Dir: Vadim Perelman, Russia/ Germany/ Belarus 2020, 128 mins.

Cast: Nahuel Perez Biscayart, Lars Eidinger, Jonas Nay, Leonie Benesch, Alexander Beyer

Review by Carlie Newman

It’s 1942 in France, under occupation by the Germans. As a captured prisoner on his way to a concentration camp with other Jewish prisoners, Gilles (Nahuel Perez Biscayart) exchanges food for a book of Persian poetry.

Later, about to be executed, Gilles announces that his name is Reza (the name on the inscription in his new book) and he is not Jewish but Persian. Surprisingly, the Commandant of the concentration camp, Koch (Lars Eidinger), who is in charge of the kitchen, wants to learn Farsi to enable him to open a German restaurant in Tehran, where his brother lives, after the war and he wants to learn to speak Farsi. ‘Reza’ is taken to Commandant Koch, tells him he speaks Farsi and is told he must teach Koch.

Gilles is now in the peculiar position of teaching a language that he knows nothing at all of. Although other German officers are suspicious, Koch accepts and believes in his teacher-prisoner. It’s really difficult for Gilles to remember the thousands of words which he has made up and taught the Nazi officer. It is all just gibberish. Gilles finds an ingenious way to remember the words and becomes close to Koch in the process.
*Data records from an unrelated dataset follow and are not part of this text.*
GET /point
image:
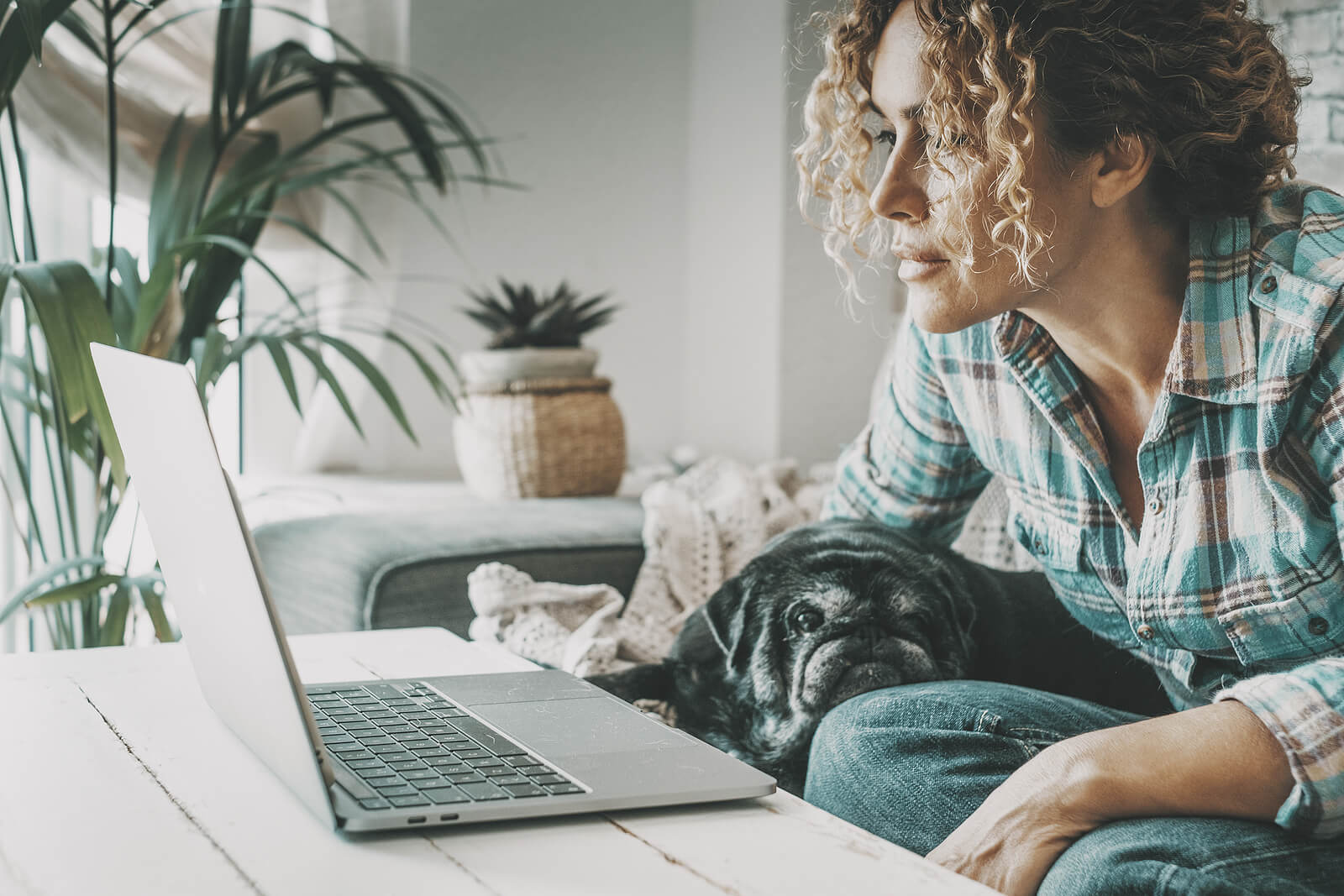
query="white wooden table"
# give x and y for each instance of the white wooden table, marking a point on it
(116, 778)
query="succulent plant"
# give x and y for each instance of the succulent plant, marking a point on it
(519, 317)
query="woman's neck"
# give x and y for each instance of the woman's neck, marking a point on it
(1116, 313)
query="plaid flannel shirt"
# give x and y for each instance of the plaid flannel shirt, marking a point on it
(1234, 584)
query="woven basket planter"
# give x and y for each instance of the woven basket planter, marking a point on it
(541, 438)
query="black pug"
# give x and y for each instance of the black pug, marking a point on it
(840, 607)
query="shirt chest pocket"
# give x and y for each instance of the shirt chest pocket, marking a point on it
(1292, 631)
(1059, 550)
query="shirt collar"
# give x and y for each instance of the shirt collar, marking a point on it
(1215, 354)
(1216, 349)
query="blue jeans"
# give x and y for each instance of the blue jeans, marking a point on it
(911, 763)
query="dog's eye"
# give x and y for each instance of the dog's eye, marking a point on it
(806, 620)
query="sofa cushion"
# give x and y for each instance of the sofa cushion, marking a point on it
(383, 570)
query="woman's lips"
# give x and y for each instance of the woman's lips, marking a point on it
(914, 269)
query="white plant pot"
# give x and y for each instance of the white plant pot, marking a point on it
(508, 364)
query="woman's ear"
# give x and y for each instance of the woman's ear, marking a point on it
(1120, 168)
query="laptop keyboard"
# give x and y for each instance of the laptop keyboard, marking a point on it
(403, 745)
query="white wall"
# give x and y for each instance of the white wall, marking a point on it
(655, 139)
(591, 100)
This is another of the movies which starts by saying it is, “inspired by true events.” Quite how much is true is left in doubt as a number of incidents and even accents don’t quite match up. But the film is gripping and there are two very good performances by Perez Biscayart and Eidinger. A holocaust survival story with a difference. The ending is mind-blowing.

Available on digital download now and DVD from 8 February.